Novel metallo-β-lactamases inhibitors restore the susceptibility of carbapenems to New Delhi metallo-lactamase-1 (NDM-1)-harbouring bacteria.

Background And Purpose: The production of metallo-β-lactamases is a major mechanisms adopted by bacterial pathogens to resist carbapenems. Repurposing approved drugs to restore the efficacy of carbapenems represents an efficient and cost-effective approach to fight infections caused by carbapenem resistant pathogens.

Experimental Approach: The nitrocefin hydrolysis assay was employed to screen potential New Delhi metallo-lactamase-1 (NDM-1) inhibitors from a commercially available U.S. Food and Drug Administration (FDA) approved drug library. The mechanism of inhibition was clarified by metal restoration, inductively coupled plasma mass spectrometry (ICP-MS) and molecular dynamics simulation. The in vitro synergistic antibacterial effect of the identified inhibitors with meropenem was determined by the checkerboard minimum inhibitory concentration (MIC) assay, time-dependent killing assay and combined disc test. Three mouse infection models were used to further evaluate the in vivo therapeutic efficacy of combined therapy.

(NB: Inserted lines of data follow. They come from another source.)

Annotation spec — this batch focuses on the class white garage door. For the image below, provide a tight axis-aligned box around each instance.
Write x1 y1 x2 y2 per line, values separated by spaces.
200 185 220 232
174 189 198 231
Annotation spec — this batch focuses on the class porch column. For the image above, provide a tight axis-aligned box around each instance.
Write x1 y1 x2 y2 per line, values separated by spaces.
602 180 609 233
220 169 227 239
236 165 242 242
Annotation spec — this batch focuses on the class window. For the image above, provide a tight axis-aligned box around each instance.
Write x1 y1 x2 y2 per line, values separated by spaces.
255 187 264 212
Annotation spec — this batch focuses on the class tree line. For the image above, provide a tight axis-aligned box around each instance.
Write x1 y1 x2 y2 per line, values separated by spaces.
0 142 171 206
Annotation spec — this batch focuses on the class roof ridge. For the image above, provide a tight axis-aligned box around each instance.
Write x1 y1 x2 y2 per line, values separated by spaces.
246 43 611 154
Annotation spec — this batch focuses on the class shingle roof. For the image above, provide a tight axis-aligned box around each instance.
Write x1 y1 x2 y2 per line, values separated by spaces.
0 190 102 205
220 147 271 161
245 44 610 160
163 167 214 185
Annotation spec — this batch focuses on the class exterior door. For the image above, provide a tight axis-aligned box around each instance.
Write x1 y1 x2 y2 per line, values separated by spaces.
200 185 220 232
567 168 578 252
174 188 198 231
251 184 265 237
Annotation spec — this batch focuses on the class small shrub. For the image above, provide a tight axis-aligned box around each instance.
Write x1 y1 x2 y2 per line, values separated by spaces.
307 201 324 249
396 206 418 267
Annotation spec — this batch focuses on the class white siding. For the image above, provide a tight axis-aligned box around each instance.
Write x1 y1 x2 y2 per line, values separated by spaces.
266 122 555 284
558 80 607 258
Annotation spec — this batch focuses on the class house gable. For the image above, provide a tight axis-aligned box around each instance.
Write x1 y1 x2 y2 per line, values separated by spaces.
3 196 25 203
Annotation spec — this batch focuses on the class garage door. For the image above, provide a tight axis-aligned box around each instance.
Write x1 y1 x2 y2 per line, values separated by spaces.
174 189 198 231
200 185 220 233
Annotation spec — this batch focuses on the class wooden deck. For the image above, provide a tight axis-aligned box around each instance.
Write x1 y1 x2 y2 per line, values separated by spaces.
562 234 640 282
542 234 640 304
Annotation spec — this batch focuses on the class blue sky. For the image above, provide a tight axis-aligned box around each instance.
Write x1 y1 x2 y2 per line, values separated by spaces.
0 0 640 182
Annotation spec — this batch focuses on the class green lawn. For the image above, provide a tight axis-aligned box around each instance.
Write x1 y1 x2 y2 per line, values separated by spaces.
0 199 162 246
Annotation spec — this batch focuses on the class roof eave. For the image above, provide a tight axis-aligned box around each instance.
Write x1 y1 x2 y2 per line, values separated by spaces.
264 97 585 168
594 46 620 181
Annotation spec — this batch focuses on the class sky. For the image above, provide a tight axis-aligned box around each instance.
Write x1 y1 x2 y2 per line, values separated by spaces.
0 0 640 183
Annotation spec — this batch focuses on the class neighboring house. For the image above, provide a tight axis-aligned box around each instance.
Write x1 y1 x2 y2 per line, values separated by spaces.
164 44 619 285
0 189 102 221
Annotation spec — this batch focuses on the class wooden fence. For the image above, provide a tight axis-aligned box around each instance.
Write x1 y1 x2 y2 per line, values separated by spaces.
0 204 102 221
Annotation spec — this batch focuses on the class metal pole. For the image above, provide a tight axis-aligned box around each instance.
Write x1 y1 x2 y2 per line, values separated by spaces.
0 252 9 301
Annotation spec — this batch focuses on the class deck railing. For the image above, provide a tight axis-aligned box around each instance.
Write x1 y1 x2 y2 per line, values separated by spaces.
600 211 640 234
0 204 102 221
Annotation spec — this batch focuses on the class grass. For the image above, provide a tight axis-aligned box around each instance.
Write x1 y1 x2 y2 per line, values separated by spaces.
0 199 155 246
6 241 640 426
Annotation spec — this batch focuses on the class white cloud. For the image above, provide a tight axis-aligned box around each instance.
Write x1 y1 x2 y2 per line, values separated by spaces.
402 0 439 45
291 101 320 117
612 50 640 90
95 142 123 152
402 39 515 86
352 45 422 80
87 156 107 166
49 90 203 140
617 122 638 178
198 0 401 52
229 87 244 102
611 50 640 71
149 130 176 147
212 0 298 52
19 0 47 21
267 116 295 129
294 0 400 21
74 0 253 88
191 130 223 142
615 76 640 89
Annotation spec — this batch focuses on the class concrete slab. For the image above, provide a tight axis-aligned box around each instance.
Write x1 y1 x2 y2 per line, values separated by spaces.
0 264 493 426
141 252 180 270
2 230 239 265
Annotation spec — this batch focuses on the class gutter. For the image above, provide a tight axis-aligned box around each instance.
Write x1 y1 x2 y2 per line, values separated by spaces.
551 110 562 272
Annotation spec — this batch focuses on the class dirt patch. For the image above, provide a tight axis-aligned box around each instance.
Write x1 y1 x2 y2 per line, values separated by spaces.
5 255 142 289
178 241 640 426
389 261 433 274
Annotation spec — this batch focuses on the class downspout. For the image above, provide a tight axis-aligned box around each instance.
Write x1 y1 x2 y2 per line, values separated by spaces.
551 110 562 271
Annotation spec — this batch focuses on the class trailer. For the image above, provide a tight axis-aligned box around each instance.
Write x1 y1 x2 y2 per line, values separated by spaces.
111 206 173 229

Key Results: Twelve FDA-approved compounds were initially screened to inhibit the ability of NDM-1 to hydrolyse nitrocefin. Among these compounds, dexrazoxane, embelin, candesartan cilexetil and nordihydroguaiaretic acid were demonstrated to inhibit all tested metallo-β-lactamases and showed an in vitro synergistic bactericidal effect with meropenem against metallo-β-lactamases-producing bacteria. Dexrazoxane, embelin and candesartan cilexetil are metal ion chelating agents, while the inhibition of NDM-1 by nordihydroguaiaretic acid involves its direct binding to the active region of NDM-1. Furthermore, these four drugs dramatically rescued the treatment efficacy of meropenem in three infection models.

Conclusions And Implications: Our observations indicated that dexrazoxane, embelin, candesartan cilexetil and nordihydroguaiaretic acid are promising carbapenem adjuvants against metallo-β-lactamases-positive carbapenem resistant bacterial pathogens.